Além disso, o TJSP tem se posicionado no sentido de que a proteção ao consumidor deve ser interpretada de forma ampla, visando garantir que o consumidor tenha efetivamente a possibilidade de exercer seu direito de arrependimento sem obstáculos. A jurisprudência tem enfatizado que qualquer cláusula que limite esse direito pode ser considerada abusiva, conforme o disposto no artigo 51 do CDC.

Análise Jurídica Crítica

A análise do direito de arrependimento revela a necessidade de um equilíbrio entre a proteção do consumidor e a segurança jurídica para os fornecedores. Embora a proteção ao consumidor seja uma prioridade, é essencial que as empresas também sejam resguardadas de abusos, como desistências indevidas ou fraudulentas. O desafio reside em encontrar um meio-termo que respeite os direitos do consumidor sem desconsiderar as necessidades das empresas que operam no comércio eletrônico.
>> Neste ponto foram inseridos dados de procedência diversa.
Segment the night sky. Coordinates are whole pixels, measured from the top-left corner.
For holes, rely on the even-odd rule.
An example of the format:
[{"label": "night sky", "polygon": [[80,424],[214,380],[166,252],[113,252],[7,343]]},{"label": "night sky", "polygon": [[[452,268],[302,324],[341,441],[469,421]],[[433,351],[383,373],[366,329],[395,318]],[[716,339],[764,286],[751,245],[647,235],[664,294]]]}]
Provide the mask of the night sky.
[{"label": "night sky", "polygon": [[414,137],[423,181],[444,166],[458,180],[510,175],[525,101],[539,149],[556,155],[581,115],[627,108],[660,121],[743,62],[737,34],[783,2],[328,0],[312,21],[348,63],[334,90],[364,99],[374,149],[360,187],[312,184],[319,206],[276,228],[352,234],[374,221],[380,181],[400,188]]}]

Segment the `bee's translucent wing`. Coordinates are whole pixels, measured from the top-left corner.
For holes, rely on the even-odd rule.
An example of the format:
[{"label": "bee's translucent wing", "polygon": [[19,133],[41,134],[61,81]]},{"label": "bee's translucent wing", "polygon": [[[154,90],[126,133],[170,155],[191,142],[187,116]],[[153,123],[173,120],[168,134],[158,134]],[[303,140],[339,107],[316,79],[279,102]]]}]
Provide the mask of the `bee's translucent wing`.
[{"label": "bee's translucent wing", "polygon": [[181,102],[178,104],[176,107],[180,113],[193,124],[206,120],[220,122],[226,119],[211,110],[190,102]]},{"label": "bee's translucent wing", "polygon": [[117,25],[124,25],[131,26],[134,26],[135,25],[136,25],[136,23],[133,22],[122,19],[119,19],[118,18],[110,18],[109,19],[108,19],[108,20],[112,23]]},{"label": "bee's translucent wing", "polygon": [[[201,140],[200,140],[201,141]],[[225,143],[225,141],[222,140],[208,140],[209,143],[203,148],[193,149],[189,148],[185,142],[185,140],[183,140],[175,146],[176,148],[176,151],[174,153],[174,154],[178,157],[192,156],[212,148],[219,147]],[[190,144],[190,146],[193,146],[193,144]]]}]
Ademais, a proposta de que o consumidor possa exigir atendimento humano em situações de dúvida ou insatisfação, conforme discutido em recentes propostas legislativas, reflete uma busca por um atendimento mais humanizado e eficaz, que pode contribuir para a resolução de conflitos de forma mais amigável e rápida.

Conclusão

O direito de arrependimento é um elemento fundamental na proteção do consumidor no comércio eletrônico, garantindo que este possa tomar decisões de compra com maior segurança. Contudo, a aplicação desse direito deve ser feita com cautela, considerando as particularidades do comércio digital e buscando um equilíbrio que favoreça tanto o consumidor quanto o fornecedor.

Fontes Oficiais

  • Lei nº 8.078/1990 - Código de Defesa do Consumidor
  • Jurisprudência do Tribunal de Justiça de São Paulo (TJSP)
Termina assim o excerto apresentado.